BELLS, Tenn. " In a rural Tennessee county where you can't buy alcohol or even find a Wal-Mart, residents of tiny Bells stopped each other to ask if anyone knew the pale-skinned young local accused of plotting to kill dozens of black people, including Barack Obama.
It was a jolt to find out on Monday that a 20-year-old who grew up among them was one of two white supremacists accused of plotting a national killing spree that would ultimately target Obama, the Democratic candidate for president.
The town surrounded by fertile cotton fields is safe and certainly not known for breeding neo-Nazis, they agreed.
"If we had any skinheads in this county I wasn't aware of it. We hardly know what they are," said Sam Lewis, who lives across the street from the mother of suspect Daniel Cowart. Cowart, he said, grew up in the comfortable, well-maintained neighborhood and wasn't known as a troublemaker.
"His mother is a real sweet, nice girl, and this comes as a shock and a surprise," Lewis said.
Cowart is charged along with Paul Schlesselman, 18, of Helena-West Helena, Ark., with planning a killing spree to shoot and decapitate black people and top it all off by attacking Obama. The charges were made public Monday, and the Obama campaign has not commented about the allegations.
Despite making sure the plot was stopped, authorities did not believe Cowart and Schlesselman had the means to carry out their threat to assassinate Obama, said a federal law enforcement official who spoke on condition of anonymity because he was not authorized to discuss the case publicly.
Cowart and Schlesselman are charged by federal authorities with possessing an unregistered firearm, conspiring to steal firearms from a federally licensed gun dealer and threatening a candidate for president. They were being held without bond.
Authorities describe the two as neo-Nazi skinheads, and an affidavit from a federal agent says they devised a plot to kill 88 people " beheading 14 of them.
The numbers 14 and 88 are symbols in skinhead culture, authorities said, referring to a 14-word phrase attributed to an imprisoned white supremacist: "We must secure the existence of our people and a future for white children" and to the eighth letter of the alphabet, H. Two "8"s or "H"s stand for "Heil Hitler."
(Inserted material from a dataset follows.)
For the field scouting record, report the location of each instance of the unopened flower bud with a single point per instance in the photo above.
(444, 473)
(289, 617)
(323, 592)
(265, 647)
The two were taken into custody the night of Oct. 22, said Bureau of Alcohol, Tobacco Firearms and Explosives Agent Brian Weeks. Authorities pulled them over because they had shot out the window of a church and used sidewalk chalk to draw racially motivated words, the numbers 14 and 88 and a swastika on Cowart's car, he said.
The killing spree was initially to target a predominantly black school, which was not identified in court documents. It was to end, authorities said, with the two suspects " dressed in white tuxedos and top hats " blasting guns from the windows of a speeding vehicle aimed at Obama.
The reported threat of attacking a school filled with black students worried Police Chief Fred Fielder. Helena-West Helena, with a population of 12,200, is 66 percent black. "Predominantly black school, take your pick," he said.
The young men said they expected to die in the attack, the affidavit said.
In Helena-West Helena, on the Mississippi River in east Arkansas' Delta, Schlesselman was described as a "troubled child" by a woman who works with his adoptive father, Mark Schlesselman.
The father works as a parts manager at Riddell Flying Service, said Marty Riddell, a co-owner of the company located in one of the nation's poorest regions, trailing even parts of Appalachia in its standard of living.
Riddell said she tried to offer Paul Schlesselman a pet lizard she couldn't care for, but was warned by his family that "he would hurt it."
"They might have done that man a favor picking that kid up," Riddell said. "He was a troubled child already."
Schlesselman's father did not return a phone call to the flying service.
A former high school classmate of Cowart's in Bells said he was quiet but friendly.
But it took Lacy Doss a minute to recognize the young man in the news photo brandishing a large rifle.
"I was shocked to think I was sitting in class with this guy and now he's being charged with some crazy stuff," said Doss, 18. "He was a nice person, to me anyway. He was quiet. He really didn't talk much."
Joe Byrd, a lawyer representing Cowart, said he was reviewing the charges against his client "as well as the facts and circumstances of his arrest" and was not yet prepared to comment.
No one answered the door at Cowart's mother's house, and no lights were on inside.
Matt Hawkins, 21, the clerk at a filling station-convenience store in the center of the town of 2,300 residents about 70 miles northeast of Memphis, said customers asked each other about Cowart, looking for people who might know him.
"One friend of mine said he knew who he is, but that's about it," Hawkins said. "We're a small town. Nothing much goes on around here, no shootings or nothing."
City Attorney Jasper Taylor said Cowart most recently lived with his grandparents in a southern, rural part of the county. He moved away, possibly to Arkansas or Texas, then returned over the summer, Taylor said.
Jim Cavanaugh, special agent in charge of the Nashville, Tenn., field office for the Bureau of Alcohol, Tobacco Firearms and Explosives, said authorities took the threats seriously.
"Even if they were just to try it, it would be a trail of tears around the South," Cavanaugh said.